MUHAMMADIYAH.OR.ID, YOGYAKARTA– Frame atau kerangka berpikir teologis bagi muslim, tidak boleh menjadikannya ghuluw atau ekstrim, berlebihan. Sikap berlebihan tidak diperbolehkan, baik berlebihan percaya nilai ketuhanan, begitu juga tidak boleh berlebihan dalam bersikap pasrah.
Menurut Haedar Nashir, selain sikap yang disebutkannya di atas, bagi muslim yang memiliki frame berpikir teologis juga tidak boleh memiliki sikap tazaku atau merasa dirinya paling suci. Sikap ini akan menjadikannya arogan dan abai terhadap realitas dengan mengatasnamakan agama.
Di sisi lain, ada kelompok yang terlalu mengandalkan ikhtiar yang instrumental sampai lupa mendekatkan diri kepada Allah SWT, menguatkan spiritualitas, dan dimensi ruhaninya juga dicampakkan. Menurut Haedar sikap ekstrim ini tidak boleh, karena antara ikhtiar dan doa harus menjadi satu kesatuan.
“Yang sering menjadi masalah itukan memisahkan kedua-duanya.
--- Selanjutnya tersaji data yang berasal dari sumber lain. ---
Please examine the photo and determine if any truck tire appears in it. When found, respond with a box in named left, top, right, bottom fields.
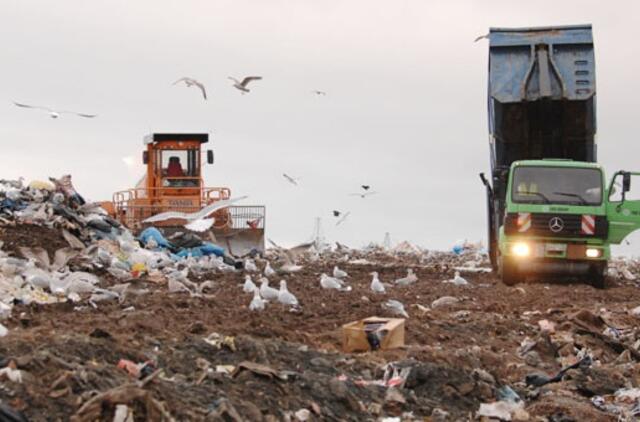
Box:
left=589, top=261, right=607, bottom=289
left=500, top=257, right=522, bottom=286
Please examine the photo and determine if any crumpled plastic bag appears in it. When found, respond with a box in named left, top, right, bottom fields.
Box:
left=65, top=271, right=100, bottom=293
left=22, top=268, right=53, bottom=289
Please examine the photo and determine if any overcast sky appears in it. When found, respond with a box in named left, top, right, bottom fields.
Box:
left=0, top=0, right=640, bottom=253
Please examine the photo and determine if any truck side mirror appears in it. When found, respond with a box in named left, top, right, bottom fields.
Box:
left=622, top=173, right=631, bottom=193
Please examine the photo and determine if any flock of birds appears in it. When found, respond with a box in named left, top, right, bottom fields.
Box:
left=282, top=173, right=378, bottom=227
left=242, top=259, right=469, bottom=318
left=13, top=76, right=327, bottom=119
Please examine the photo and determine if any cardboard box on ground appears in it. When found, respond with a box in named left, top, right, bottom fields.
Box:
left=342, top=316, right=404, bottom=352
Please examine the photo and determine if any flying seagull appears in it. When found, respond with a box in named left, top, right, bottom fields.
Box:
left=143, top=196, right=247, bottom=232
left=282, top=173, right=299, bottom=186
left=173, top=76, right=207, bottom=100
left=336, top=211, right=351, bottom=227
left=13, top=101, right=97, bottom=119
left=349, top=191, right=378, bottom=199
left=229, top=76, right=262, bottom=94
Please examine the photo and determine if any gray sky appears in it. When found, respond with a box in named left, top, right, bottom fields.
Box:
left=0, top=0, right=640, bottom=253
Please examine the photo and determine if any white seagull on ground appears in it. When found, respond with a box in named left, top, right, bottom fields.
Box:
left=371, top=271, right=385, bottom=293
left=382, top=299, right=409, bottom=318
left=249, top=287, right=267, bottom=311
left=242, top=274, right=257, bottom=293
left=282, top=173, right=300, bottom=186
left=333, top=265, right=349, bottom=278
left=173, top=77, right=207, bottom=100
left=395, top=268, right=418, bottom=286
left=320, top=273, right=351, bottom=292
left=447, top=271, right=469, bottom=286
left=264, top=261, right=276, bottom=277
left=229, top=76, right=262, bottom=94
left=13, top=101, right=97, bottom=119
left=260, top=277, right=280, bottom=300
left=278, top=280, right=298, bottom=306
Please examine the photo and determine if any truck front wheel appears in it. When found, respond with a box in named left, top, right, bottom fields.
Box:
left=500, top=256, right=522, bottom=286
left=589, top=261, right=607, bottom=289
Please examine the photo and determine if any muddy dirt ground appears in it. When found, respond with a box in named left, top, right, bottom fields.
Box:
left=0, top=232, right=640, bottom=421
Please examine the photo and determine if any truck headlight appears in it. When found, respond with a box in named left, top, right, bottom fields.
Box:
left=511, top=242, right=531, bottom=258
left=585, top=248, right=602, bottom=258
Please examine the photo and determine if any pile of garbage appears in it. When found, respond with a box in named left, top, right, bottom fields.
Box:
left=0, top=175, right=240, bottom=335
left=0, top=177, right=640, bottom=421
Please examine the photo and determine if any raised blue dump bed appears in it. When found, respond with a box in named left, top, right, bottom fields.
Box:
left=488, top=25, right=596, bottom=170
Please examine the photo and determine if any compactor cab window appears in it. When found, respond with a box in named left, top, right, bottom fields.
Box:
left=159, top=150, right=200, bottom=187
left=512, top=166, right=602, bottom=205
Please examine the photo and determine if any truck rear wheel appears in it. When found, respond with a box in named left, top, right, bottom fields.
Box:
left=500, top=256, right=522, bottom=286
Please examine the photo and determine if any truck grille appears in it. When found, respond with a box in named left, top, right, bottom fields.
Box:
left=504, top=213, right=609, bottom=238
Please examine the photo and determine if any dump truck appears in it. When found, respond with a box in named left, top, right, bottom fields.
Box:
left=480, top=25, right=640, bottom=287
left=103, top=133, right=266, bottom=257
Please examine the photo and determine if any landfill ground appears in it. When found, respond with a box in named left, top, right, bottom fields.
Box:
left=0, top=226, right=640, bottom=421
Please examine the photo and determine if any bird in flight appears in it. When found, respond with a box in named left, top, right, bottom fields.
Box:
left=173, top=76, right=207, bottom=100
left=13, top=101, right=97, bottom=119
left=349, top=191, right=378, bottom=199
left=334, top=211, right=351, bottom=227
left=282, top=173, right=300, bottom=186
left=229, top=76, right=262, bottom=94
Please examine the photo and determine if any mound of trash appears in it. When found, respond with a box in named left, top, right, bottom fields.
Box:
left=0, top=177, right=640, bottom=421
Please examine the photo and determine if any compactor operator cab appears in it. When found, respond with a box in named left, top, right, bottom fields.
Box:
left=142, top=133, right=213, bottom=195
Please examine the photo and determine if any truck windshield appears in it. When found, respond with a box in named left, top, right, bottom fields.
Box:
left=511, top=166, right=602, bottom=205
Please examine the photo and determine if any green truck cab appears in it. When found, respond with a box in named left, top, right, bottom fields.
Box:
left=498, top=159, right=640, bottom=287
left=480, top=25, right=640, bottom=286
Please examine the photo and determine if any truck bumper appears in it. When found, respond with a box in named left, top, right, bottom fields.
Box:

Memisahkan cara berpikir yang rasional-ilmiah-duniawiyah itu dengan usaha yang spiritual-rohaniah dan ilahiah atau transendensi,” sambungnya.
Pada Pengajian Akbar Majelis Pembina Kesehatan Umum (MPKU) PP Muhammadiyah yang diadakan pada (10/8) ini, Haedar Nashir menegaskan bahwa dalam Islam kedua entitas tersebut tidak boleh dipisah, melainkan berjalan beriringan saling mengisi.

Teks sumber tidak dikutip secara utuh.